Das Landgericht stellte im Hinblick auf die Ansprüche gegen den Verkäufer zunächst sowie zahlreiche andere Gerichte beretis zuvor fest, dass die Verwendung der „Schummel-Software“ einen Mangel des betroffenen Fahrzeugs darstelle, welcher nicht unerheblich sei und dass der Kläger nicht verpflichtet war, zunächst das umstrittene Software-Update aufspielen zu lassen, weil dadurch nicht gewährleistet sei, dass der Mangel behoben werde, ohne dass dadurch andere negativen Auswirkungen auftreten würden.

Im Hinblick auf eine Haftung von Volkswagen stellte das Landgericht weiter sehr deutlich klar, dass Volkswagen mit dem Inverkehrbringen  solcher manipulierter Fahrzeuge sittenwidrig gehandelt und damit auch den Kläger arglistig getäuscht habe, da dieser davon ausgehen durfte, ein Fahrzeug zu erwerben, welches die gesetzlich vorgeschriebenen Emissionswerte ausnahmslos einhalte, was aber tatsächlich nicht der Fall sei. Vielmehr diene das Verhalten von Volkswagen einzig dem Zweck der Senkung der Kosten im Bezug auf ansonsgten andere notwendige Lösungen der Abgasreinigung. Damit wollte sich Volkswagen Wettbewerbsvorteile sichern, indem es auf dme Prüfstand vermeindlich umweltfreundliche Abgaswerte vorgaukelt.

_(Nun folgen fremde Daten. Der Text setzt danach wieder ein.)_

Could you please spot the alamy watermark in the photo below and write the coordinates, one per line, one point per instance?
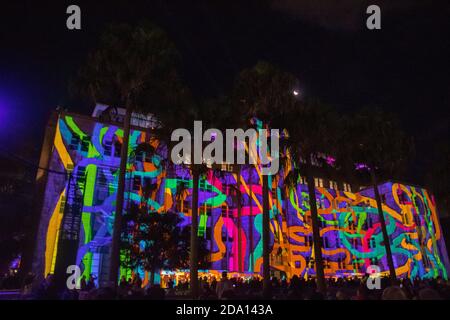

Damit grenzt sich auch das Landgericht von der derzeit noch bestehenden und nicht wirklich nachvollziehbaren Rechtsauffassung des Landgerichts Braunschweig ab, welches eine arglistige Täuschung der Käufer mit dem Argument verneint, dass Volkswagen nicht verpflichtet  war, als Hersteller ihren (End-)Kunden gegenüber die Verwendung der Schummelsoftware offenzulegen. Somit liege zwar eine Täuschung gegenüber dem Kraftfahrtbundesamt vor, nicht aber gegenüber dem Käufer.

Diese weitere Entscheidung des Landgerichts Siegen  ist auch zu begrüssen. Die Auffassung des Landgerichts Braunschweig würde auch zukünftig Tür und Tor öffnen, damit die Autombilindustrie an Ihren Fahrzeugen im Zulassungsverfahren Manipulationen vornehmen könnte, ohne dafür gegenüber den Endkunden, welche die wirtschaftlichen Nachteile zu tragen haben, einstehen zu müssen.